The Assisi Connection

For Immediate Release

Michigan Festival of Sacred Music

Contact: Elizabeth Start,

MFSM Executive Director


A visit to sacred music festival in Italy forges new connection for Michigan Festival of Sacred Music as it celebrates the cultural connections such music creates — The Assisi Connection, a free concert, Wednesday, Aug. 28, First Baptist Church, 315 W. Michigan, Kalamazoo.

Michigan Festival of Sacred Music Executive Director Elizabeth Start returns from artist’s exchange in Italy 

An evening of new music and more will bring home to Kalamazoo the experiences and music inspired by the visit of Michigan Festival of Sacred Music’s Executive Director Elizabeth Start to the sacred music festival of Assisi.

A Kalamazoo audience will have the chance to experience music she composed for her performance in Europe, a second piece inspired by her visit written since her return from Italy, and more music by Start and other composers. The free concert is set for 7:30 p.m., Wednesday, Aug. 28, at First Baptist Church, 315 W. Michigan in downtown Kalamazoo.

The evening’s concert includes the world premiere of “Assisi Impressions,” the U.S. premiere of “Assisi Musings” for flute and cello, and pieces for solo cello by Start and others. Information also will be available on the Nov. 7-17 lineup for the Michigan Festival of Sacred Music, featuring special guest Paul Winter.

On the flute will be Mary Stolper, DePaul University school of music flute faculty member and the principal flutist of the Grant Park (Chicago) Symphony.

“This connection with Assisi is very apropos for this festival year,” Start says, “because as we prepare our various presentations of concerts representing diverse faiths, we are asking ‘What’s Sacred to You?’ We find that many people answer this question with references to the earth, the environment, and human dignity. These are all elements associated with the legacy of St. Francis, and with Assisi itself.”

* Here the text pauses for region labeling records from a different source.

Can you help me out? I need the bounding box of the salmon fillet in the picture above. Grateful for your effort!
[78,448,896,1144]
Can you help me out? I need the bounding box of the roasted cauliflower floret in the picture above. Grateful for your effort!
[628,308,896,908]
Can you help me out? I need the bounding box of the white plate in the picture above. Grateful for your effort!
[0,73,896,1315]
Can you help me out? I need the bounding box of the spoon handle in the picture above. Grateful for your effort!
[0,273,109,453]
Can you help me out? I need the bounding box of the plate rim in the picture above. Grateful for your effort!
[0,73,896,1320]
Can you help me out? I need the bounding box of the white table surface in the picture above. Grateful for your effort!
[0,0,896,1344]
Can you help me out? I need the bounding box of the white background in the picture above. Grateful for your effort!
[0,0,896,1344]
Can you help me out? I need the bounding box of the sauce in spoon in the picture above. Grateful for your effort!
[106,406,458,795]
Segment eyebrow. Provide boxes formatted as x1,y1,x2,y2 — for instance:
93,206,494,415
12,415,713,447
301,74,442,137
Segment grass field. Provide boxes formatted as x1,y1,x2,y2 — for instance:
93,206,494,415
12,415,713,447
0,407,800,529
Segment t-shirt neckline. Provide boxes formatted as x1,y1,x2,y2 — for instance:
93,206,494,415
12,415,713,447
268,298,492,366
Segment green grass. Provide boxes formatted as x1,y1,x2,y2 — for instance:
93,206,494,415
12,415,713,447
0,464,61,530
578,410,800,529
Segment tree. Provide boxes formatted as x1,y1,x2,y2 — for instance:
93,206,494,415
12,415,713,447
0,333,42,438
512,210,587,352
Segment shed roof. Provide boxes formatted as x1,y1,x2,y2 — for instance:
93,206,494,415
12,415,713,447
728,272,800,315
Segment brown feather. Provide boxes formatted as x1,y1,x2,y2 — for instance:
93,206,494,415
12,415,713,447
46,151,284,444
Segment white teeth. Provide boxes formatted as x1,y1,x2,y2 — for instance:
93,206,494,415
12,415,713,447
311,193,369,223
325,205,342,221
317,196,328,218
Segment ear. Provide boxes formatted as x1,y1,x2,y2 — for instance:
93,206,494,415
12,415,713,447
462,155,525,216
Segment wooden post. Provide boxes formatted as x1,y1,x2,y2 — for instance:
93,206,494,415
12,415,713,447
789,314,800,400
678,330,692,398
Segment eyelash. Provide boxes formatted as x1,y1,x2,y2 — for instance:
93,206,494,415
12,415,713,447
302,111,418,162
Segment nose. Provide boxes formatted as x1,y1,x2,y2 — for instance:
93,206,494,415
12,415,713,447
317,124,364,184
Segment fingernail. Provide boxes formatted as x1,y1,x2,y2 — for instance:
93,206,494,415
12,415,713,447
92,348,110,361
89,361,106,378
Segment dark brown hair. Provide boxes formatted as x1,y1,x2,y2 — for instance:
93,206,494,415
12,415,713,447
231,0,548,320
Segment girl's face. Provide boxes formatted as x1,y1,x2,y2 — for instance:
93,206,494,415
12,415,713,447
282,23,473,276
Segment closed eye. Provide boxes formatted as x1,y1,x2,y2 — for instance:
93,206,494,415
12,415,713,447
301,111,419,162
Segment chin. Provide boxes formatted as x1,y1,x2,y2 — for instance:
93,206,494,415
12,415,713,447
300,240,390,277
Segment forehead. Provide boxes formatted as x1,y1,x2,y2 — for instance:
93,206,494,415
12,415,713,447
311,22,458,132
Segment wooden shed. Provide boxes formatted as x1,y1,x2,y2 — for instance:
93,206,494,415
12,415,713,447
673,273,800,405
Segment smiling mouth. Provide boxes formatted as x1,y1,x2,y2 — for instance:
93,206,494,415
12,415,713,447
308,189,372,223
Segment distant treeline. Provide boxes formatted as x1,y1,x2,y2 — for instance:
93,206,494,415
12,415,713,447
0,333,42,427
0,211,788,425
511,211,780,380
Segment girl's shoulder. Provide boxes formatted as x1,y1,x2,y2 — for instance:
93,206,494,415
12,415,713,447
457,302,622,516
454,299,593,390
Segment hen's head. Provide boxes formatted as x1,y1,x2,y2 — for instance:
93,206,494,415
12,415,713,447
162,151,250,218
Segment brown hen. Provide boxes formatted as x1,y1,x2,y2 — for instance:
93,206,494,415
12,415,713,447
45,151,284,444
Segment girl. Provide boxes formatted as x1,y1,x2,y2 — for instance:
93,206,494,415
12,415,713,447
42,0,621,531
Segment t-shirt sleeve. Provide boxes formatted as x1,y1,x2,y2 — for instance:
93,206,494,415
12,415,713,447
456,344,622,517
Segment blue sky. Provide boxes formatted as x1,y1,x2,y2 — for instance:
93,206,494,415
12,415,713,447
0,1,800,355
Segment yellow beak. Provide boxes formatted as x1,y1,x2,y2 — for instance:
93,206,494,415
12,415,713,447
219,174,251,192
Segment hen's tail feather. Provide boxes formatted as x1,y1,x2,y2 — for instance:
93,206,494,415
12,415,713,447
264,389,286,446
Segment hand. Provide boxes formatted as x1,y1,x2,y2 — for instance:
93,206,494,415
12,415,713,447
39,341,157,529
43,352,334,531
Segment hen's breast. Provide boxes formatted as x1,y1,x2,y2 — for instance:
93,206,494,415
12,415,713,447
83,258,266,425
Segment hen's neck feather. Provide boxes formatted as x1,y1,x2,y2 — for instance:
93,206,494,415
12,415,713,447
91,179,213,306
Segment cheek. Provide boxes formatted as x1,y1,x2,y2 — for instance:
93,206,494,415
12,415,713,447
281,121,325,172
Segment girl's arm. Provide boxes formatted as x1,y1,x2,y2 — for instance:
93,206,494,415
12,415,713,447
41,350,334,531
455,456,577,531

Serendipity played a role in organizing the upcoming program, Start says. The solo pieces selected for the program fit into three categories—coming together in harmony, tributes to departed friends, and works referencing nature, meditation and angels.

The movements of Start’s “Assisi Musings”, based on St. Francis’ legacy, dealt with the same subjects. The first movement, “…to be in Harmony” is about changing one’s life to be in harmony with the world. The second movement,  “Overcoming Separations”, refers to overcoming a feeling of separation of self from others, and life from death. The final movement, “… in Everything” expresses God in everything.

The solo portion of the concert is framed by the two new Assisi-inspired flute and cello duos. Of the short solo pieces Start will perform, half are her own compositions, and the others are by living composers Levinson, Minsky, Corigliano, Tiutiunnik and Zelenaia.

Serendipity also played a part in making the Assisi connection. Assisi sacred music festival director Andrea Ceccomori was a guest flutist at Grand Valley State University a few years ago after recently starting a sacred music festival in Assisi. He had researched the Michigan Festival of Sacred Music, and wanted to talk to MFSM about the festival in Kalamazoo.

The idea for the exchange grew from that point. He is raising his own funds to come play a free concert at the festival in Kalamazoo. Start also raised her own funds to play a free concert in Assisi. Ceccomori’s concert will be scheduled sometime in the next two seasons.

Start’s visit to Italy was made possible, in part, with funding for professional development from the Michigan Council for Arts and Cultural Affairs, which awarded funds to allow her to observe the Assisi festival from an administrator’s perspective. The Kalamazoo Artist Development Initiative funding from the Arts Council of Greater Kalamazoo was given to Start as an individual artist to allow her to write pieces for the occasion and play the concert in Italy.  Start supplemented with personal funds to make the trip possible and to extend it to visit other locations.

An informal travelogue in the church social hall will precede the concert at 6:30 p.m. Start will show pictures from the entire European trip, which included a few days traveling the canals in England on a narrow boat, a couple days in York and Florence, in addition to the time spent in Perugia and Assisi for the festival.

 About the Michigan Festival of Sacred Music

A mutual appreciation for the sacred music of one’s own culture and that of others’ can build bridges between cultures and within communities. It can help grow respect and understanding among people across a community. That recognition inspired the first Michigan Festival of Sacred Music in 2001. Together, retired Kalamazoo College Professor Dr. Wen Chao Chen, who passed away in 2012, and civic and religious leaders, established the Michigan Festival of Sacred Music.

The Michigan Festival of Music is a nonprofit corporation supported in part by individual donations and numerous grants.